Concept Intermediate · 3 min read

What is continuous batching in LLM serving

Q: What is continuous batching in LLM serving

Continuous batching in LLM serving is a technique that dynamically groups incoming inference requests into batches in real time to maximize GPU utilization and reduce latency. It continuously collects requests until a batch is full or a timeout occurs, then processes them together with a single model call.

Quick answer

Continuous batching in LLM serving is a technique that dynamically groups incoming inference requests into batches in real time to maximize GPU utilization and reduce latency. It continuously collects requests until a batch is full or a timeout occurs, then processes them together with a single model call.
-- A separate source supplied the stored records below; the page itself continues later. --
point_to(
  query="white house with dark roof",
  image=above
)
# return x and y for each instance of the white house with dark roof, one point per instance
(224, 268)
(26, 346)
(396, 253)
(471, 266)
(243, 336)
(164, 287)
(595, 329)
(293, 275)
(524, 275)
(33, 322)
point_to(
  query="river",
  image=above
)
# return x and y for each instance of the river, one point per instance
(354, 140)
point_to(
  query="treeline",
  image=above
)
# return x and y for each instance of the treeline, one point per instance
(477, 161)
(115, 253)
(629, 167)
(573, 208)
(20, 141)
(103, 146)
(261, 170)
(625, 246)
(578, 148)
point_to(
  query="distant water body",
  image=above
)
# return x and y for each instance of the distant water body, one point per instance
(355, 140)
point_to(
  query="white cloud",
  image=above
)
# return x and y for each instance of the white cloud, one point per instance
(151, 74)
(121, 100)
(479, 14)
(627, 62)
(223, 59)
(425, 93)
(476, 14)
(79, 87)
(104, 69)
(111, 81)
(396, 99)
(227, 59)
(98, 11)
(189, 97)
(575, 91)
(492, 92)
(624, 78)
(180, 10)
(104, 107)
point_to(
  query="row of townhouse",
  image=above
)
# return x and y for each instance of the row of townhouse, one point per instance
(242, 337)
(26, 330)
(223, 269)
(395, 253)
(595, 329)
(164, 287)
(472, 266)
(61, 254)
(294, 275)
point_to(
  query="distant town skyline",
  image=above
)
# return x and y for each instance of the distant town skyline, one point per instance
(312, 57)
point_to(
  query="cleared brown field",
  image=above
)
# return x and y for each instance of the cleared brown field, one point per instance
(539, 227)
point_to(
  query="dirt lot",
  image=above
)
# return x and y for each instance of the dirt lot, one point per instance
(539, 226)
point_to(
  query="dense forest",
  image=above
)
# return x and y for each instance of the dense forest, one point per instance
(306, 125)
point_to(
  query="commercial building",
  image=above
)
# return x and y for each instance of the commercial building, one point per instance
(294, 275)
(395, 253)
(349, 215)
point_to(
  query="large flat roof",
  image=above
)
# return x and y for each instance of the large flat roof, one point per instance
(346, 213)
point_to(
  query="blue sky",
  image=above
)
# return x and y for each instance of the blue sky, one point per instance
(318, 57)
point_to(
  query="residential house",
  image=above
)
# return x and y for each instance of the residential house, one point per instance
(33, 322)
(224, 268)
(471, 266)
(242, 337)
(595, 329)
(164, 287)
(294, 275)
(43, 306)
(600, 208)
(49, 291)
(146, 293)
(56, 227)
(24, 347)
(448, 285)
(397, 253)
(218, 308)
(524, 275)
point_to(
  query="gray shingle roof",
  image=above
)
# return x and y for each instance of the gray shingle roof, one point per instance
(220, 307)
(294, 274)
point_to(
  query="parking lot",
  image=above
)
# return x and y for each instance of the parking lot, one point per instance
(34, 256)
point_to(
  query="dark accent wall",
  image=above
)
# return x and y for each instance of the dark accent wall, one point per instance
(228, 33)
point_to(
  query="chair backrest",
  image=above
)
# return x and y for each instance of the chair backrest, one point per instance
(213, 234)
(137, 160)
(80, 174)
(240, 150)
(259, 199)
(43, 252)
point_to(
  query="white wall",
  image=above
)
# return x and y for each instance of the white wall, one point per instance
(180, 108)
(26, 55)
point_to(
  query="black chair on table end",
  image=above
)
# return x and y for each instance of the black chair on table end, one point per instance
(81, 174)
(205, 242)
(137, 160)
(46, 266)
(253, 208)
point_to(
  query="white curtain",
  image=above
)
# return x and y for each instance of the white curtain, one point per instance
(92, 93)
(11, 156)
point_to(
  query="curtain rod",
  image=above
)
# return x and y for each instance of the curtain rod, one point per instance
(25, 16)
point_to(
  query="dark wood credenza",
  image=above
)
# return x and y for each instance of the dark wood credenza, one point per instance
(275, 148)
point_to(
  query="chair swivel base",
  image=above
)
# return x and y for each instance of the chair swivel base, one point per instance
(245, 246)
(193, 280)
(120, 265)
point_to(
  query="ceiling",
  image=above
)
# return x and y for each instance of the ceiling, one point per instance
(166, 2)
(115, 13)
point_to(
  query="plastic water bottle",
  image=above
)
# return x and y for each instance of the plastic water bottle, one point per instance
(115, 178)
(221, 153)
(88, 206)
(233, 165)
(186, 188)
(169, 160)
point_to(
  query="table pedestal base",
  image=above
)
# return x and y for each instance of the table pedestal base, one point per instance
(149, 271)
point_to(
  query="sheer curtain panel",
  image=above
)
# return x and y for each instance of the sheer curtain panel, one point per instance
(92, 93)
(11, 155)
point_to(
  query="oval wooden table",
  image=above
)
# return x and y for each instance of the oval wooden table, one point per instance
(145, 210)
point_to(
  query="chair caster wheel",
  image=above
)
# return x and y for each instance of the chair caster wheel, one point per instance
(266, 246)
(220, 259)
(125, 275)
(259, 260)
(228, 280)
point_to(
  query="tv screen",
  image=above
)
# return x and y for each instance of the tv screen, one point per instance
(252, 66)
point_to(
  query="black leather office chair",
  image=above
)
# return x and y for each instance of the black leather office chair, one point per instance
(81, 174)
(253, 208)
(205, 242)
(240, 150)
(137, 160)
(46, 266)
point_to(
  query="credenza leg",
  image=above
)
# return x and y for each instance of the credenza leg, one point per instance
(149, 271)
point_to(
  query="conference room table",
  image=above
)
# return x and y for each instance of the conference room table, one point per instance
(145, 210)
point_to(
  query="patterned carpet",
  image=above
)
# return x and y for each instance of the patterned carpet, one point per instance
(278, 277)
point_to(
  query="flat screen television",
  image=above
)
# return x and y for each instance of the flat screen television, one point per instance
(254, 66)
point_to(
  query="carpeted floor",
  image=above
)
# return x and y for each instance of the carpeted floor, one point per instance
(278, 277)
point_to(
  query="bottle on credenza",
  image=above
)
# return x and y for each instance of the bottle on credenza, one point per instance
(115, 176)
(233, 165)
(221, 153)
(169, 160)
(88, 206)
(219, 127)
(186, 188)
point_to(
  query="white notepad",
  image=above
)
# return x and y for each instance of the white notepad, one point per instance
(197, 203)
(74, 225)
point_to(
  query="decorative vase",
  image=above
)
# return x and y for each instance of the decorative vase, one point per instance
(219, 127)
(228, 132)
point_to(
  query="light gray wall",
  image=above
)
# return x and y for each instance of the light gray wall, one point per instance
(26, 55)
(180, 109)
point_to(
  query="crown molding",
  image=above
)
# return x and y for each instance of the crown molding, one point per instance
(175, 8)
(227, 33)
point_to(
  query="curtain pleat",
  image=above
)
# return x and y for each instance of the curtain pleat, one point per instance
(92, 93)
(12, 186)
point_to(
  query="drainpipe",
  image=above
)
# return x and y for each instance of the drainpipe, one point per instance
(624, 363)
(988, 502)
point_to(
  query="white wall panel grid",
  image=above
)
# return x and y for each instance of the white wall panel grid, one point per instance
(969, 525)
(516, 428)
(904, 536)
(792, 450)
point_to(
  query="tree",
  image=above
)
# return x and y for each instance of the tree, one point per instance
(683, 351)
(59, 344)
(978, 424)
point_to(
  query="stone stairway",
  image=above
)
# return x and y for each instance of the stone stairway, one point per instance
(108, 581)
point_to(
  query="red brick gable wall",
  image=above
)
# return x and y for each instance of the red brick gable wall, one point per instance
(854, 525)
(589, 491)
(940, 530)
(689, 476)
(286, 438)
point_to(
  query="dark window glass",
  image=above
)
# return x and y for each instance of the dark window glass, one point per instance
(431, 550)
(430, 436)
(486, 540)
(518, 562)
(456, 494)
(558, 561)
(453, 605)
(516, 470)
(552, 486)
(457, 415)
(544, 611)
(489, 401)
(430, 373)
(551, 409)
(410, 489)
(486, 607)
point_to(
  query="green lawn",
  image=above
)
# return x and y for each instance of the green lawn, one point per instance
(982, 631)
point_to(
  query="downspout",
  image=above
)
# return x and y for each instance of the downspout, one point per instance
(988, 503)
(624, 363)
Continuous batching is a dynamic request grouping technique in LLM serving that batches incoming inference calls on the fly to optimize throughput and latency.

How it works

Continuous batching works by collecting incoming LLM inference requests as they arrive and grouping them into batches without waiting for a fixed batch size or fixed time window. Imagine a grocery store checkout where customers arrive randomly; instead of serving each customer individually, the cashier waits briefly to group several customers' items into one transaction to speed up processing. Similarly, continuous batching accumulates requests until either a maximum batch size is reached or a short timeout expires, then sends the batch to the model for inference. This approach balances latency (not waiting too long) and throughput (maximizing GPU efficiency).

Concrete example

Here is a simplified Python example illustrating continuous batching logic for LLM serving:

python

import time
import threading
import queue

class ContinuousBatcher:
    def __init__(self, max_batch_size=8, max_wait_time=0.05):
        self.max_batch_size = max_batch_size
        self.max_wait_time = max_wait_time  # seconds
        self.request_queue = queue.Queue()
        self.batch_lock = threading.Lock()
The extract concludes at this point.